Ticket #13161 (closed defect: fixed)
Fix unicode issue in axes labels
| Reported by: | kcrisman | Owned by: | jason, was |
|---|---|---|---|
| Priority: | major | Milestone: | sage-5.3 |
| Component: | graphics | Keywords: | |
| Cc: | ddrake, shahuwang | Work issues: | |
| Report Upstream: | N/A | Reviewers: | Sébastien Labbé |
| Authors: | Dan Drake, 王瑞期 | Merged in: | sage-5.3.rc0 |
| Dependencies: | Stopgaps: |
Description (last modified by slabbe) (diff)
See this ask.sagemath.org post. The proposed fix there is to replace this line by
-self.__axes_labels = (str(l[0]), str(l[1])) +self.__axes_labels = (l[0], l[1])

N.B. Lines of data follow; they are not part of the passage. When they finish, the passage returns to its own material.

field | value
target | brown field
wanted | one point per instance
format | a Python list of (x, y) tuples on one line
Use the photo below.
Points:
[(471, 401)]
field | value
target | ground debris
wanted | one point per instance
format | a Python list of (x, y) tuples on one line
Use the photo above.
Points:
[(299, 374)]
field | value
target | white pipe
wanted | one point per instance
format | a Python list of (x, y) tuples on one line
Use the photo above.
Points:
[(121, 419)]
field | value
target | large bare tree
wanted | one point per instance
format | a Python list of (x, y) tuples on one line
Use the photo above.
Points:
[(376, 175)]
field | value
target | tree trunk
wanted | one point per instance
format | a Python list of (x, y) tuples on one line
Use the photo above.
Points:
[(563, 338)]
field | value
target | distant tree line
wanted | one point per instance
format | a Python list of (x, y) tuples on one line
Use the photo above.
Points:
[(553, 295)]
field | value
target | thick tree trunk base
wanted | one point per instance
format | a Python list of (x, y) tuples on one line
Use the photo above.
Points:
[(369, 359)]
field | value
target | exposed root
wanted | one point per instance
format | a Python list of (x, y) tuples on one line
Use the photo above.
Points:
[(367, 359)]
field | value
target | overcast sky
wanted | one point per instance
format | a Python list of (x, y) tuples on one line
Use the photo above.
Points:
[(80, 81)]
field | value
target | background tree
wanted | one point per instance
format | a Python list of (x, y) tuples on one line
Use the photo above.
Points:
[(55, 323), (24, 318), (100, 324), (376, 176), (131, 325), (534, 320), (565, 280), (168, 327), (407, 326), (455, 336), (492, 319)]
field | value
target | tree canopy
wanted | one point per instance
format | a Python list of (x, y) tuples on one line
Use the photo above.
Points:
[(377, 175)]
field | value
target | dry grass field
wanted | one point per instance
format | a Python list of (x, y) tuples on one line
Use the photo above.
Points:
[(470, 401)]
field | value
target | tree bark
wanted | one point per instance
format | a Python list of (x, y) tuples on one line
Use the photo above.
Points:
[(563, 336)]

Considering that l is already supposed to be a tuple or list of two strings, this seems pretty plausible.
Apply trac_13161.patch and trac_13161-review-sl.patch
Attachments
Change History
comment:2 follow-up: ↓ 3 Changed 11 months ago by kcrisman
- Cc ddrake added
There is an update at the ask.sagemath.org post. Apparently it's actually a fair amount of work to get matplotlib to do certain unicode fonts properly... that doesn't mean this isn't a bug.
I'm wondering what the Sage-mobile people at Sunkyunkwan U. in Korea do for this, if they do anything? Dan, do you know?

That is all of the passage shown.